"Morse's North American Atlas", Morse & Breese
Period: 1842 (dated)
Color: Printed Color
14 x 17.5 inches
35.6 x 44.5 cm
Lovely and complete example of one of the first atlases to employ the wax engraving (cerographic) method to produce its printed color maps. Filled with interesting maps including a great Texas and a fascinating "Map of the Californias" that includes all of the Southwest. The map of Wisconsin and Iowa features a huge Iowa territory that extends to Canada and has the Missouri River as it's western boundary. A second map of Wisconsin shows only the southern, developed portion. The most remarkable map is Josiah Gregg's "A Map Of The Indian Territory Northern Texas and New Mexico Showing the Great Western Prairies." This map was based on Humboldt's map of New Spain, Stephen Long's expedition, the surveys by J.C. Brown, and Gregg's own observations. It is filled with fascinating information, and has been called "one of the most useful maps of this region of that day." The map was also published in Gregg's Commerce of the Prairies: or the Journal of a Santa Fe Trader. Hardbound in leather with gilt embossing on cover, with black leather spine and tips. Title page, 35 maps.
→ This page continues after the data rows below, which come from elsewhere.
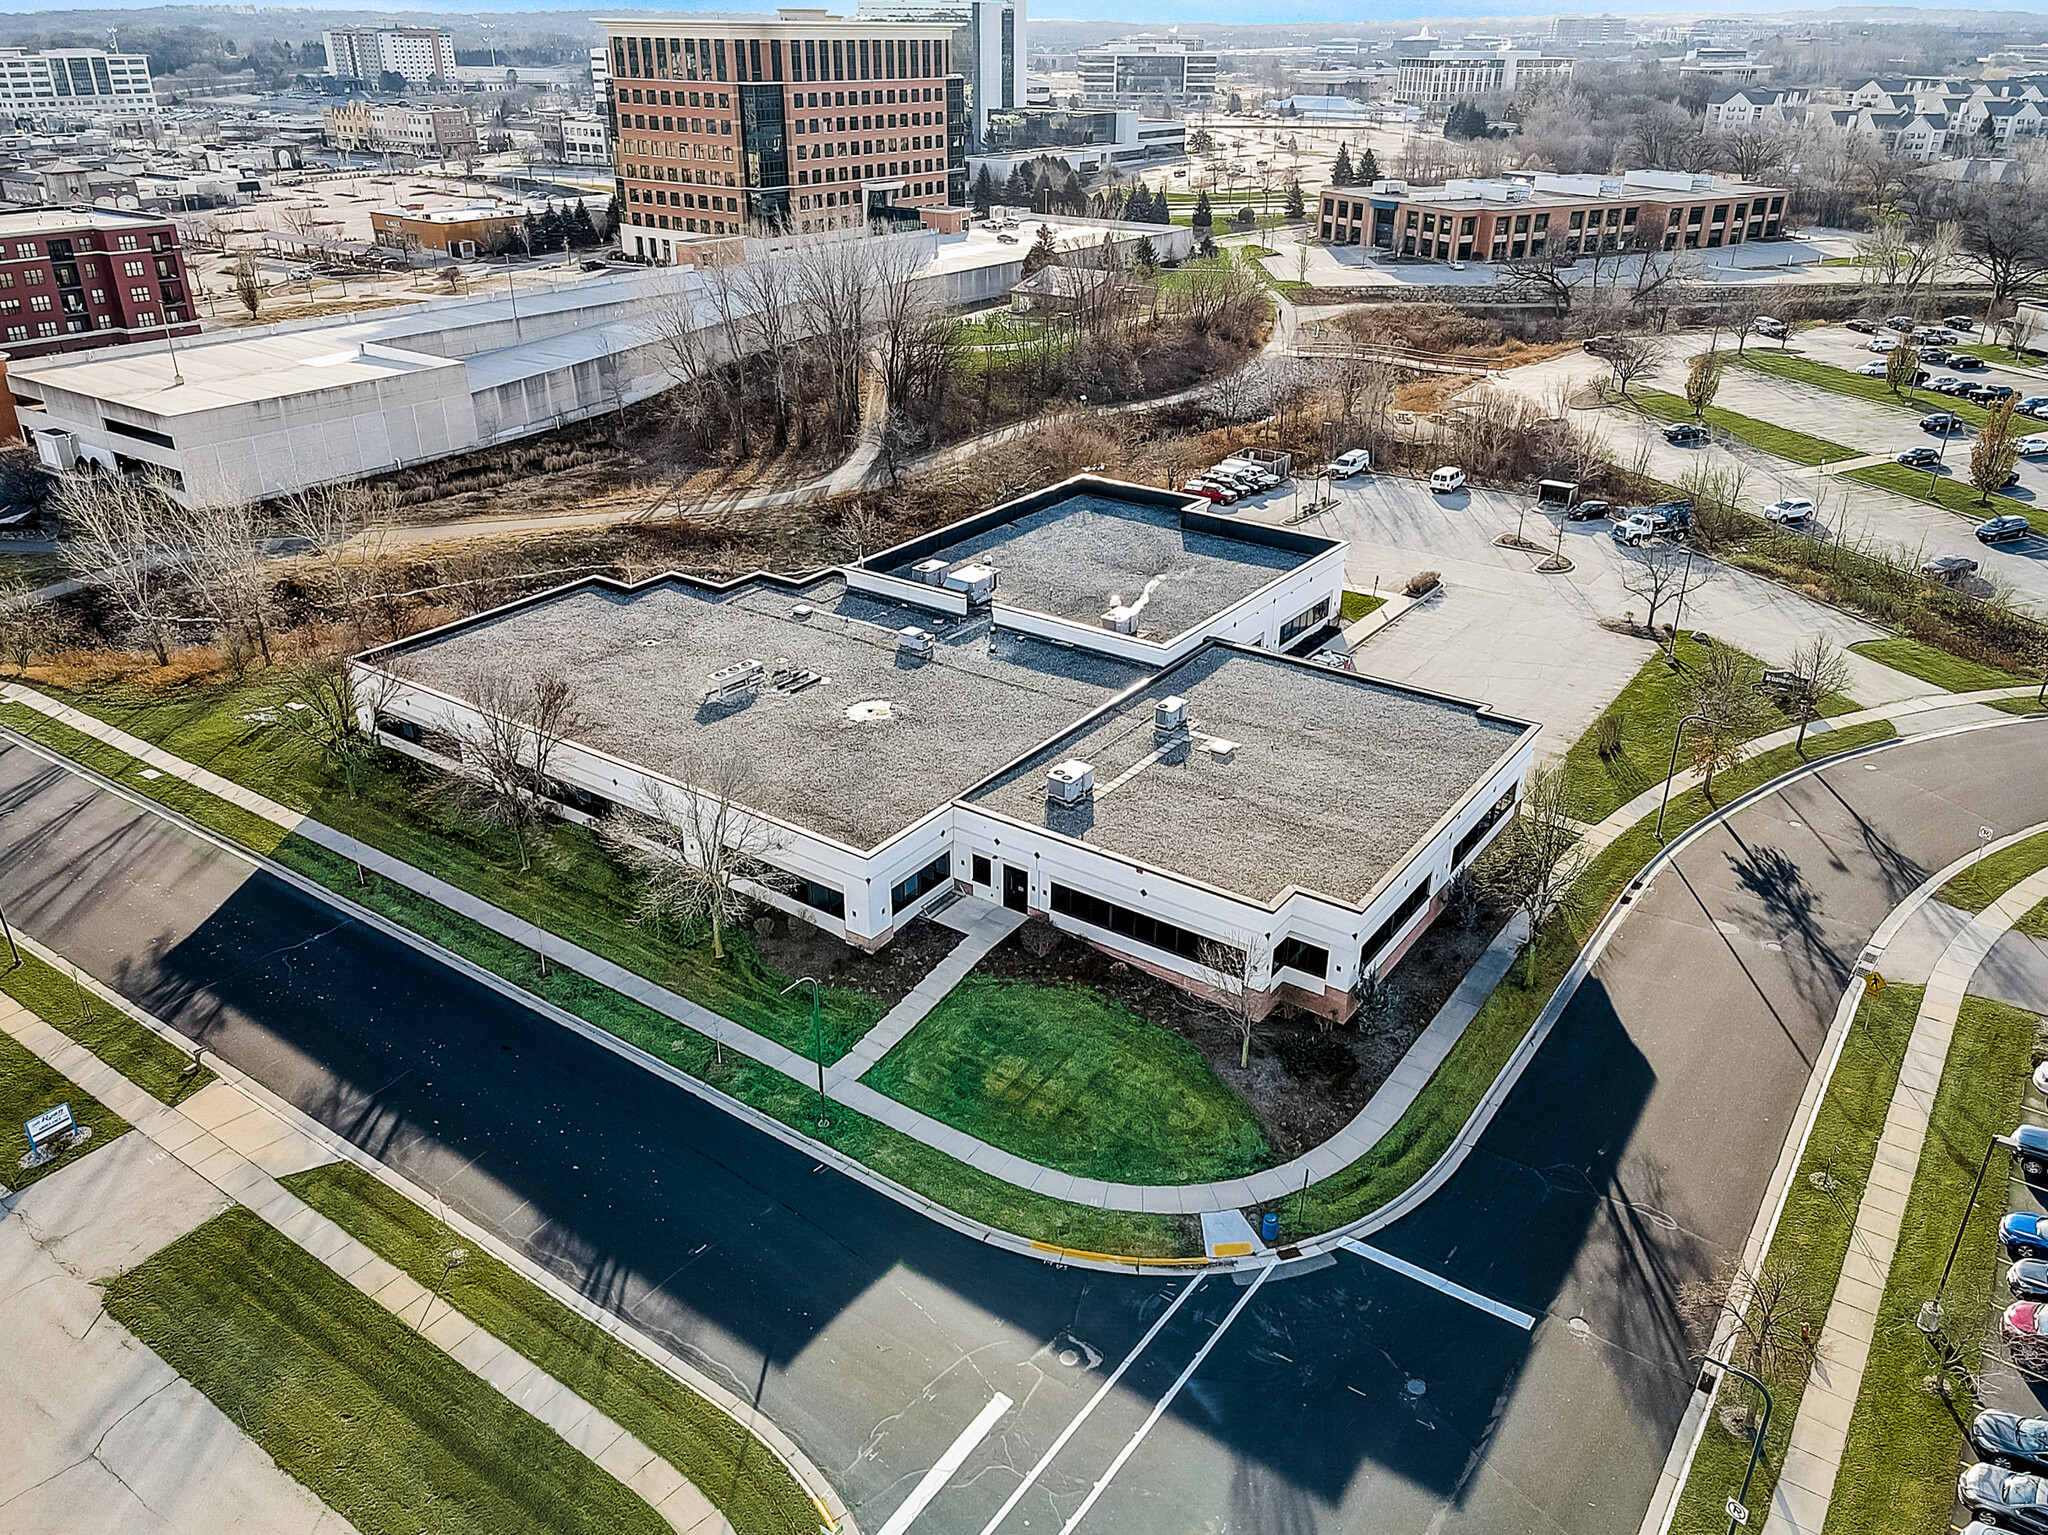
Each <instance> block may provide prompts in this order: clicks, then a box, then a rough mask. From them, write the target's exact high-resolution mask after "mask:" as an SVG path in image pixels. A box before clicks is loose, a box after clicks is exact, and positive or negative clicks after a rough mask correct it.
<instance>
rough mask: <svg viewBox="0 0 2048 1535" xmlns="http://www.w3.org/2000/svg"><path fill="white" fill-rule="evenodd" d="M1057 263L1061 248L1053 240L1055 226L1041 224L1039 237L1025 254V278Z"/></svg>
mask: <svg viewBox="0 0 2048 1535" xmlns="http://www.w3.org/2000/svg"><path fill="white" fill-rule="evenodd" d="M1057 262H1059V246H1057V244H1055V239H1053V225H1049V223H1040V225H1038V237H1036V239H1034V242H1032V248H1030V250H1026V252H1024V276H1030V274H1032V272H1038V270H1042V268H1047V266H1055V264H1057Z"/></svg>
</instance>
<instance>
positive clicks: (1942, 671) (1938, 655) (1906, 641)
mask: <svg viewBox="0 0 2048 1535" xmlns="http://www.w3.org/2000/svg"><path fill="white" fill-rule="evenodd" d="M1849 649H1851V651H1855V653H1858V655H1868V657H1870V659H1872V661H1876V663H1878V665H1888V667H1890V669H1892V671H1905V673H1907V675H1909V677H1919V679H1921V682H1931V684H1935V686H1937V688H1946V690H1948V692H1952V694H1974V692H1982V690H1987V688H2028V686H2032V684H2034V677H2015V675H2013V673H2011V671H1999V669H1997V667H1987V665H1978V663H1976V661H1964V659H1962V657H1960V655H1950V653H1948V651H1937V649H1935V647H1933V645H1921V643H1919V641H1909V639H1888V641H1864V643H1862V645H1851V647H1849Z"/></svg>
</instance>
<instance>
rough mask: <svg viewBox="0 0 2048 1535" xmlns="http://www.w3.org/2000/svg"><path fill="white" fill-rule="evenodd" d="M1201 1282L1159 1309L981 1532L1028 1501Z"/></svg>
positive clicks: (994, 1526) (1199, 1284) (1004, 1501)
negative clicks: (1128, 1372) (1144, 1332)
mask: <svg viewBox="0 0 2048 1535" xmlns="http://www.w3.org/2000/svg"><path fill="white" fill-rule="evenodd" d="M1200 1283H1202V1275H1194V1281H1192V1283H1190V1285H1186V1287H1184V1289H1182V1291H1180V1293H1178V1296H1174V1302H1171V1304H1169V1306H1167V1308H1165V1310H1163V1312H1159V1320H1155V1322H1153V1324H1151V1326H1149V1328H1145V1336H1143V1339H1139V1345H1137V1347H1135V1349H1133V1351H1130V1353H1126V1355H1124V1357H1122V1361H1120V1363H1118V1365H1116V1369H1112V1371H1110V1377H1108V1379H1106V1382H1102V1386H1098V1388H1096V1394H1094V1396H1092V1398H1087V1404H1085V1406H1083V1408H1081V1410H1079V1412H1075V1414H1073V1422H1069V1424H1067V1427H1065V1429H1061V1431H1059V1439H1055V1441H1053V1447H1051V1449H1047V1451H1044V1455H1040V1457H1038V1463H1036V1465H1032V1467H1030V1472H1028V1474H1026V1476H1024V1480H1022V1482H1018V1486H1016V1492H1012V1494H1010V1496H1008V1498H1004V1506H1001V1508H997V1510H995V1519H991V1521H989V1523H987V1525H983V1527H981V1535H995V1527H997V1525H1001V1523H1004V1521H1006V1519H1008V1517H1010V1510H1012V1508H1016V1506H1018V1502H1022V1500H1024V1494H1026V1492H1030V1490H1032V1484H1034V1482H1036V1480H1038V1478H1040V1476H1044V1467H1047V1465H1051V1463H1053V1457H1055V1455H1057V1453H1059V1451H1063V1449H1065V1447H1067V1441H1069V1439H1073V1435H1075V1433H1077V1431H1079V1427H1081V1424H1083V1422H1087V1414H1090V1412H1094V1410H1096V1408H1098V1406H1100V1404H1102V1398H1104V1396H1108V1394H1110V1388H1112V1386H1116V1382H1120V1379H1122V1377H1124V1371H1126V1369H1130V1365H1133V1363H1137V1357H1139V1355H1141V1353H1145V1349H1147V1347H1149V1345H1151V1341H1153V1339H1157V1336H1159V1330H1161V1328H1163V1326H1165V1324H1167V1322H1171V1320H1174V1312H1178V1310H1180V1308H1182V1306H1184V1304H1186V1300H1188V1296H1192V1293H1194V1291H1196V1287H1200Z"/></svg>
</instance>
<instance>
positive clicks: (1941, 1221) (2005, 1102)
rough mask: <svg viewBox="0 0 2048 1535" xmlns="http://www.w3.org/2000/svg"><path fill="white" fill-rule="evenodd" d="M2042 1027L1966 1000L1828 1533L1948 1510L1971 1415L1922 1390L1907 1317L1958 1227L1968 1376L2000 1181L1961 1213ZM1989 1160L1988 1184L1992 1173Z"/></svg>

Maps exactly match list on title page. A scarce and most desirable atlas in very nice condition.
Sidney Morse was a geographer, inventor and journalist. He was the son of the geographer Jedidiah Morse and the brother of Samuel F.B. Morse, inventor of the electric telegraph. Morse & Breese pioneered the cerographic process to produce maps in printed color using a form of lithography.
References: Phillips (A) 1228; Rumsey #2301
Covers with a little wear and a few rubbed spots to leather on spine. Maps are very good to fine. Some with occasional very light a scattered foxing.